The following example creates a DataFrame with a Person schema by passing the Person class as the type parameter in the load call:

import org.apache.spark.sql.SparkSession
import com.mapr.db.spark.sql._ 

case class Address(Pin: Integer, street: String, city: String)
          
          case class Person(_id: String, 
          First_name: String,
          last_name: String, 
          Address: Address,
          Interests: Seq[String])
          
val df = sparkSession.loadFromMapRDB[Person]("/tmp/user_profiles")
import com.mapr.db.spark.sql.api.java.MapRDBJavaSession;
import org.apache.spark.sql.SparkSession;
          
public static class Address implements Serializable {
     private Integer pin;
     private String street;
     private String city;
     
     public Integer getPin() { return pin; }
     public void setPin(Integer pin) { this.pin = pin; }
     public String getStreet() { return street; }
     public void setStreet(String street) { this.street = street; }
     public String getCity() { return city; }
     public void setCity(String city) { this.city = city; }
}
public static class Person implements Serializable {
     private String _id;
     private String firstName;
     private String lastName;
     private Date dob;
     private Seq<String> interests;
     
     public String get_id() { return _id; }
     public void set_id(String _id) { this._id = _id; }
     public String getFirstName() { return firstName; }
     public void setFirstName(String firstName) { this.firstName = firstName; }
     public String getLastName() { return lastName; }
     public void setLastName(String lastName) { this.lastName = lastName; }
     public Date getDob() { return dob; }
     public void setDob(Date dob) { this.dob = dob; }
     public Seq<String> getInterests() { return interests; }
     public void setInterests(Seq<String> interests) { this.interests = interests; }
}
MapRDBJavaSession maprSession = new MapRDBJavaSession(sparkSession);
Dataset<Row> df = maprSession.loadFromMapRDB(tableName, Person.class); 

You must invoke the loadFromMapRDB method on a SparkSession or MapRDBJavaSession object.

All fields in an application bean class are nullable by default.
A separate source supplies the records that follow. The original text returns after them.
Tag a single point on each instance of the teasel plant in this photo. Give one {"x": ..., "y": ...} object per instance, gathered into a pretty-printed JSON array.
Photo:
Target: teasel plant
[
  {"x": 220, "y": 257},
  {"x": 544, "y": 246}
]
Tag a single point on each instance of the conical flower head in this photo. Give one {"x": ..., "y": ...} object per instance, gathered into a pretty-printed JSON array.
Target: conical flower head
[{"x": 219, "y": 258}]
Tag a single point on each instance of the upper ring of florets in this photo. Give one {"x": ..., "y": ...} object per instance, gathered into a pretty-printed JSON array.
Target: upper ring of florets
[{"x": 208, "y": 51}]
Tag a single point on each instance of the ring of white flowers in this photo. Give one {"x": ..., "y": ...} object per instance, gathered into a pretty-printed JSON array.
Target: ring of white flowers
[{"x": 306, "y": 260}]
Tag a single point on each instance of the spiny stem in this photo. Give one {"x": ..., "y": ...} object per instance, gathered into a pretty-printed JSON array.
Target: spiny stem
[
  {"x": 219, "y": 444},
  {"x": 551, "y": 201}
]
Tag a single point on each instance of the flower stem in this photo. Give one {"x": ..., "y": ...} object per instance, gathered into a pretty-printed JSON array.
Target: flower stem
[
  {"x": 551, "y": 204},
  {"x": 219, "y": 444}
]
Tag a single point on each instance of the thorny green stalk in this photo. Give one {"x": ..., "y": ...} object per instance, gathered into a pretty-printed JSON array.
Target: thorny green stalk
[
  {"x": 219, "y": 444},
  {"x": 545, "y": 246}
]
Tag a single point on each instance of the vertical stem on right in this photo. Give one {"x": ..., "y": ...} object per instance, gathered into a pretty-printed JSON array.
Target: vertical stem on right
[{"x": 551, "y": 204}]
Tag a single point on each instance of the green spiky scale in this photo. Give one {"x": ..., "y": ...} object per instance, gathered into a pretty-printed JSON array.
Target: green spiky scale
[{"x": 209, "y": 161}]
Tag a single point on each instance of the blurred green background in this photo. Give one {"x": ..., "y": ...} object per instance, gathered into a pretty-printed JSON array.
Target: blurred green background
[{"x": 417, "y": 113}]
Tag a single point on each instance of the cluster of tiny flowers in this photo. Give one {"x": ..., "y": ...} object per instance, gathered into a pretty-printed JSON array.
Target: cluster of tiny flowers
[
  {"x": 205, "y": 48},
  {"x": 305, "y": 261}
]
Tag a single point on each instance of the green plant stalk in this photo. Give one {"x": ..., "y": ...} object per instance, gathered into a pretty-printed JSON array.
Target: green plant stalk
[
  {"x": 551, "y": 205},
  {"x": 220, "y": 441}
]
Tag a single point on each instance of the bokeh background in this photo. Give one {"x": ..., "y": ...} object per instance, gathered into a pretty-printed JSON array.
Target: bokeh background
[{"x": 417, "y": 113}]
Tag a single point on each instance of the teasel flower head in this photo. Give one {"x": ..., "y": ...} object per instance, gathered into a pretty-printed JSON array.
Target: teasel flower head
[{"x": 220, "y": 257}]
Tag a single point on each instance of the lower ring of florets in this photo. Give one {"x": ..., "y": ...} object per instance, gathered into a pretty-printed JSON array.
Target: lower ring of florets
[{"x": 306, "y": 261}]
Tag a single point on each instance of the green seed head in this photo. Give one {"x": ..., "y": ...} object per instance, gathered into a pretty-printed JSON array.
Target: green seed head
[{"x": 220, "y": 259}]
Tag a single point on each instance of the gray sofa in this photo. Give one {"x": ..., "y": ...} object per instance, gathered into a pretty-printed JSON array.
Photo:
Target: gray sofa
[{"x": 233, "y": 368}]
The only circumstance in which the load returns an InvalidSchema exception is if the MapR-DB table contains fields not included in the bean class.

The resulting schema of the object is as follows:

df.printSchema()
 ----------------------------------
 root
 |-- _id: String (nullable = true)
 |-- first_name: String (nullable = true)
 |-- last_name: String (nullable = true) 
 |-- address: Struct (nullable = true)
 |    |-- Pin: integer (nullable = true)
 |    |-- street: string (nullable = true)
 |    |-- city: string (nullable = true)
 |-- interests: array (nullable = true)
 |    |-- element: string (containsNull = true)